スキップしてメイン コンテンツに移動

正6-18-2『第六行仏威儀』第十八段②〔全世界は行仏の一口に吞み込まれて跡かたがないのである〕

 〔『正法眼蔵』原文〕

花開の功徳あり、世界起の功徳あり。


かつて間隙カンゲキなきものなり。


このゆゑに自他に迥脱ケイダツあり、往来に独抜あり。


即往兜率天トソツテンなり、即来兜率天なり、即々兜率天なり。


即往安楽アンラクなり、即来安楽なり、即々安楽なり。


即迥脱兜率なり、即迥脱安楽なり。


即打破百雑砕ヒャクザッスイ安楽兜率なり、即々把定放行安楽兜率なり、

一口イッコウ吞尽ドンジンなり。



〔抄私訳〕

「上天にしては化天す、人間にしては化人す。花開の功徳あり、世界起の功徳あり。かつて間隙なきものなり。」とある。

「上天化天」の「化」と言えば、仏は教化する主で、天上界・人間界で衆生を教化されると心得るところを、今の「化」というのは「上天」を指して「化」と言うのであり、「人間界」を指して教化と言うのである。だから、彼のそれぞれの世界に教化する仏がおられて衆生を教化するのだと心得てはならない。


この「化」は教化するもの・教化されるものがない化である。この道理を「花が開き世界が起こる」と言われるのである。これを「間隙無し」とも説くのである。『法華経』に、「一切衆生を化して仏道に入らしめん」の「化」も、そのまま衆生を「化」と心得るのである。衆生と仏を置いて、仏が衆生を教化されるとは心得ないのである。

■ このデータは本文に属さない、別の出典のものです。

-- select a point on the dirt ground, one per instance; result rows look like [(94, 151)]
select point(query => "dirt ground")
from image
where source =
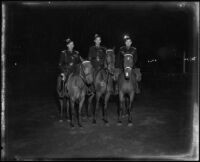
[(161, 125)]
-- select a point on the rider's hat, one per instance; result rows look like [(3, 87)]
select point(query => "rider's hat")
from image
[(68, 40), (126, 37), (97, 36)]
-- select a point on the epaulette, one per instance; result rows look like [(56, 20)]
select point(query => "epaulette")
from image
[(76, 52), (134, 48), (64, 51), (121, 48), (103, 47)]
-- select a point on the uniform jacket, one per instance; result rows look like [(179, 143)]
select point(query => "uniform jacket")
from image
[(124, 50), (68, 60), (97, 55)]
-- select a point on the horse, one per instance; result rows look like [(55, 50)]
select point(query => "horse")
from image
[(62, 95), (77, 87), (127, 88), (103, 83)]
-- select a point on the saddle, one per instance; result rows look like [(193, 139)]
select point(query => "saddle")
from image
[(138, 74)]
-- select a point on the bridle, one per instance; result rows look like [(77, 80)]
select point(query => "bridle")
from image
[(83, 77)]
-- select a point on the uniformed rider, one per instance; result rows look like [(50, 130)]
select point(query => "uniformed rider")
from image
[(97, 53), (69, 58), (127, 49)]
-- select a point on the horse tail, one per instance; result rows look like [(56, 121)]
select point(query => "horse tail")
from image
[(60, 87)]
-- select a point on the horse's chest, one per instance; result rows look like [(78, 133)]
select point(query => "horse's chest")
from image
[(128, 86)]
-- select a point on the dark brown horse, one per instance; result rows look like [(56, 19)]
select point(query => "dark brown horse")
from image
[(103, 82), (62, 95), (77, 88), (127, 87)]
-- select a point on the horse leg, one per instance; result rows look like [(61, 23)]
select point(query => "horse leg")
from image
[(71, 112), (80, 108), (129, 108), (89, 104), (96, 107), (61, 109), (107, 96), (121, 99), (68, 107)]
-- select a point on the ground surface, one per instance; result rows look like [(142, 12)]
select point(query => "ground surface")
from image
[(161, 124)]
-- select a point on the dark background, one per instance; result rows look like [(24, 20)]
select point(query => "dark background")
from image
[(36, 33), (163, 112)]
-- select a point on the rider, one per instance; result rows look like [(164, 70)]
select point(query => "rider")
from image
[(69, 58), (97, 55), (130, 50)]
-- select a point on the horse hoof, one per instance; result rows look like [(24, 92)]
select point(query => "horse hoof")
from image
[(119, 123), (130, 124), (94, 122), (80, 126), (107, 124), (72, 126)]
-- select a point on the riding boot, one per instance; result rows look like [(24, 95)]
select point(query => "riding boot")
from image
[(116, 89), (137, 88), (91, 89)]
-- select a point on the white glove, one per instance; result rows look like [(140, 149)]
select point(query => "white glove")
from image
[(63, 76)]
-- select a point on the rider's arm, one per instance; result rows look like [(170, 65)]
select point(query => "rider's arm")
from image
[(135, 56), (90, 54), (61, 61)]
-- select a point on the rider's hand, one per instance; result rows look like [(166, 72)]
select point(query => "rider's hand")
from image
[(63, 76)]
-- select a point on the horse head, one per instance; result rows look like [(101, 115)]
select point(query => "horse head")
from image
[(86, 71), (128, 65), (109, 63)]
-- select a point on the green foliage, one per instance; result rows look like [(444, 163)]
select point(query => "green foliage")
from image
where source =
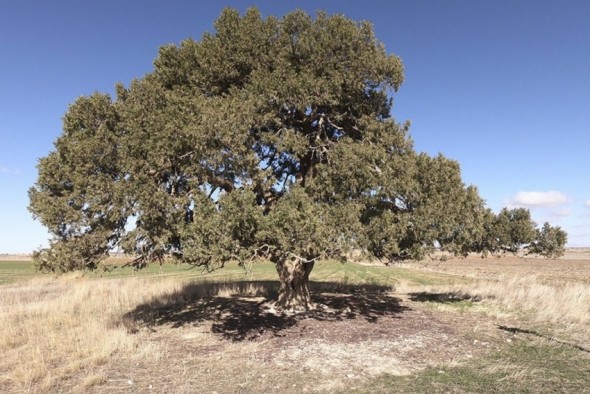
[(267, 138)]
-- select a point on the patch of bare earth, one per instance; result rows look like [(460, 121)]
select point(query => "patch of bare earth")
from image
[(574, 266), (236, 344)]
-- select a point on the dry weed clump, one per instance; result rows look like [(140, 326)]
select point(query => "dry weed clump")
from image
[(564, 302), (51, 329)]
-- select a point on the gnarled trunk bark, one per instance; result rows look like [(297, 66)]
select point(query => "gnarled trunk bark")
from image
[(294, 290)]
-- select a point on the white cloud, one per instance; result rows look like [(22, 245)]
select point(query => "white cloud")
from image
[(6, 170), (561, 213), (538, 199)]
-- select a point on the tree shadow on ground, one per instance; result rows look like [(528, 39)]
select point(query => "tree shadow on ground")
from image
[(444, 298), (243, 310), (549, 338)]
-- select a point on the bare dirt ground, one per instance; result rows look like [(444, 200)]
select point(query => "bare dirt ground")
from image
[(183, 342), (574, 266), (14, 257), (237, 345)]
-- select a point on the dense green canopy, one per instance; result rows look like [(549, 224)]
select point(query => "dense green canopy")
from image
[(269, 138)]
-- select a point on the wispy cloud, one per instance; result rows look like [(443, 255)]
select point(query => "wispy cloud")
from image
[(538, 199), (10, 171), (560, 213)]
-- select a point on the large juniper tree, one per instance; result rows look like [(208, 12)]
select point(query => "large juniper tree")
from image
[(270, 138)]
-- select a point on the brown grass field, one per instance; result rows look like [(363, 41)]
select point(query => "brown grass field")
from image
[(462, 325)]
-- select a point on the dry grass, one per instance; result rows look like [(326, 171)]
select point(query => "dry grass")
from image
[(52, 329), (74, 334)]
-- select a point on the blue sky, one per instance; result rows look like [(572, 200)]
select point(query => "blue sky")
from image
[(501, 86)]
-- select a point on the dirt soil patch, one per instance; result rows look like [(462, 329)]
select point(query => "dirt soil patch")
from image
[(574, 266), (235, 344)]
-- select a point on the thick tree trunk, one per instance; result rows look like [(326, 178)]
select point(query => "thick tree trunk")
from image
[(294, 290)]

「このゆゑに自他に迥脱あり、往来に独抜あり。即往兜率天なり、即来兜率天なり、即々兜率天なり。即往安楽なり、即来安楽なり、即々安楽なり。即迥脱兜率なり、即迥脱安楽なり。即打破百雑砕安楽兜率なり、即々把定放行安楽兜率なり、一口吞尽なり。」とある。


「自他」といっても「迥脱あり」とは、解脱の上の「自他」である。「往来」というのも「独抜」であり、解脱の「往来」である。だから、「即往兜率天」と言い、「即来兜率天」ともいう道理が、又、「即々兜率天」と言われるのである。


又、「兜率天」の言葉を改めて、「即往安楽なり」「即来安楽なり」「即々安楽なり」と言う。これは、「兜率天」は三界の内、「安楽」国は三界の外などと区別して思うであろうが、「兜率」も「安楽」も只一つであり、改めて三界の内・三界の外と論ずることはしないのである。


又、少なくとも「兜率」「安楽」が、それぞれ別である意味合いがあってはならないから、ここでは「即迥脱兜率」「即迥脱安楽」と言うのである。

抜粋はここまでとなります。